We were also able, just prior to this wave and also currently, to get vaccinations for all staff who would like to be vaccinated.
The current vaccination campaign, led by St Damien Hospital and some other designated centers, is not just for medical staff, but offered to the public.
We have gone down presently from a long stretch of 105 bed occupancy, to the current 30 patients.
We are grateful to the whole courageous staff for the dedicated 24/7 care in spite of many challenges.
But we do also want to thank all of your for your spectacular support.
With your help we are able to run what amounts to an additional hospital on the St Luke Hospital compound, for these months and into the future, albeit at present at 30% capacity.
Because of your support, we are able to manage all extra staff, all the PPE materials needed, all the medicines, all the oxygen.

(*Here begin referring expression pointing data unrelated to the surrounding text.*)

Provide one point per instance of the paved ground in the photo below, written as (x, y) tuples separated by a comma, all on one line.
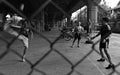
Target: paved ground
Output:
[(54, 64)]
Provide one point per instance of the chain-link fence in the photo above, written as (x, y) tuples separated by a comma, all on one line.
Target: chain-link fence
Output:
[(51, 44)]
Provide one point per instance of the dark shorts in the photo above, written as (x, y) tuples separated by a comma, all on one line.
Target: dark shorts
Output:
[(104, 44), (77, 36)]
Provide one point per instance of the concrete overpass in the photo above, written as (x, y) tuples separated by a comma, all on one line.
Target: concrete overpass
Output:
[(49, 10)]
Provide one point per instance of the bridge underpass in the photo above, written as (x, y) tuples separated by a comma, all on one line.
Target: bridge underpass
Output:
[(52, 10), (49, 11)]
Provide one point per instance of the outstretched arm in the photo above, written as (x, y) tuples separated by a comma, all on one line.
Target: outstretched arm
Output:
[(16, 26)]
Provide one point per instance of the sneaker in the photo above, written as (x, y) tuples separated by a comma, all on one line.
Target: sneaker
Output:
[(23, 60), (101, 60), (110, 66)]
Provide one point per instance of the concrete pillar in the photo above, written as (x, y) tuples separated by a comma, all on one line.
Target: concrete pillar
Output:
[(92, 14), (43, 20)]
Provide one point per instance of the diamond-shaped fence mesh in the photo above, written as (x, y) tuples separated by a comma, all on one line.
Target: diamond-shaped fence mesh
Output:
[(32, 65)]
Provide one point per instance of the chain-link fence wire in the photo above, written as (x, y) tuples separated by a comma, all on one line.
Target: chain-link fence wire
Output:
[(51, 45)]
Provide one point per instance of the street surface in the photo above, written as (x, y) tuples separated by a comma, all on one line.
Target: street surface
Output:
[(53, 63)]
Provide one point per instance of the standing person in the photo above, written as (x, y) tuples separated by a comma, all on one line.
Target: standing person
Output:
[(104, 41), (77, 33)]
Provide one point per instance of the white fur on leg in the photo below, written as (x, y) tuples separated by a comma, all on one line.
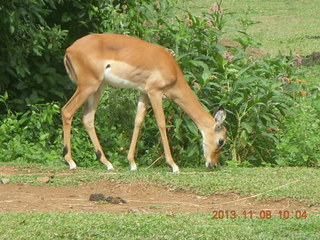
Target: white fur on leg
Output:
[(110, 166), (133, 167), (175, 169), (72, 165)]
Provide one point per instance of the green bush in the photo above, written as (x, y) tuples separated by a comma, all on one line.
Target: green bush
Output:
[(299, 137)]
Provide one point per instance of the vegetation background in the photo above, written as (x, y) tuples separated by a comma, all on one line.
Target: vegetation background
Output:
[(245, 56), (272, 100)]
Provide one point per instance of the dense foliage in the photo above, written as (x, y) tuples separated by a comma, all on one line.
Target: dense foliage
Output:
[(260, 94)]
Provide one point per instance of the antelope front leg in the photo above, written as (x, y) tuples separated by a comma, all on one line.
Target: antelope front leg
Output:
[(156, 102), (67, 112), (140, 115), (88, 121)]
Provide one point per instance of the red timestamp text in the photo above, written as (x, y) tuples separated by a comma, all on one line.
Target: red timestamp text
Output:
[(261, 214)]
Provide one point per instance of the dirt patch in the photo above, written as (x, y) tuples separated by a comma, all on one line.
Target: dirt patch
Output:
[(140, 197)]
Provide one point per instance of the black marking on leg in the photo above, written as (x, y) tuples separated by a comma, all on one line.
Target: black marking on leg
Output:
[(98, 154), (65, 150)]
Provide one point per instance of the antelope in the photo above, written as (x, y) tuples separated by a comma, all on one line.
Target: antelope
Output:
[(97, 60)]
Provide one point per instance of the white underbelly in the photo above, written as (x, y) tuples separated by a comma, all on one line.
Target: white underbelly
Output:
[(116, 81)]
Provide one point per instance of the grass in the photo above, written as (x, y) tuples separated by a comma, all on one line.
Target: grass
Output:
[(283, 26), (297, 183), (273, 183), (151, 226)]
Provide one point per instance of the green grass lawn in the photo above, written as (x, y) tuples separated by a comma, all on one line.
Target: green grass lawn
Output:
[(285, 25), (272, 183), (298, 183), (151, 226)]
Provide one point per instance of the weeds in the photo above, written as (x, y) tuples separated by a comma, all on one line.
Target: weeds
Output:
[(259, 95)]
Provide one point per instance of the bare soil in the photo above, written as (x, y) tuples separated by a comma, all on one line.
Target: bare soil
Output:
[(140, 196)]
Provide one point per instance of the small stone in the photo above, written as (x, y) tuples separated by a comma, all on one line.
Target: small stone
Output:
[(5, 180), (43, 179), (115, 200), (97, 197)]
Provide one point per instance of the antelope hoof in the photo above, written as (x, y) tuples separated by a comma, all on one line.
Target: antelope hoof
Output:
[(210, 165), (72, 165), (133, 167), (175, 169)]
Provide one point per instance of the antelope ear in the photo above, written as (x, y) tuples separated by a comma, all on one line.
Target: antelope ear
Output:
[(220, 115)]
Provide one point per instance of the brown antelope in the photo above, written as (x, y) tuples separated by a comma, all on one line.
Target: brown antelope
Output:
[(121, 61)]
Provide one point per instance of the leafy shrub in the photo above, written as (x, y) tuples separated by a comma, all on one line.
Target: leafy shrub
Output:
[(31, 136), (299, 136), (254, 91)]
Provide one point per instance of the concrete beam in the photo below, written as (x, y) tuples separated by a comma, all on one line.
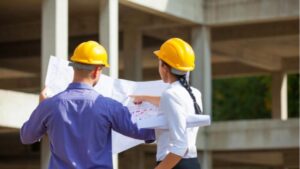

But also thanks to many of you, we have:
-increased the number of our oxygen tanks by 400,
-increased our bedside oxygen concentrators by 100,
-increased our oxygen producing capacity by 50 tanks per day (and will be able to increase even more),
-and we have been able to upgrade the industrial size generators and solar system that run the hospitals.
It is truly a marvel, when you consider the many stresses here in Haiti, which during this wave also included, very shockingly and sadly, the assassination of the President (and the earthquake that struck the West on August 14 ndr).
We have done, and will continue to do, our best to meet the challenges. Please keep supporting our work.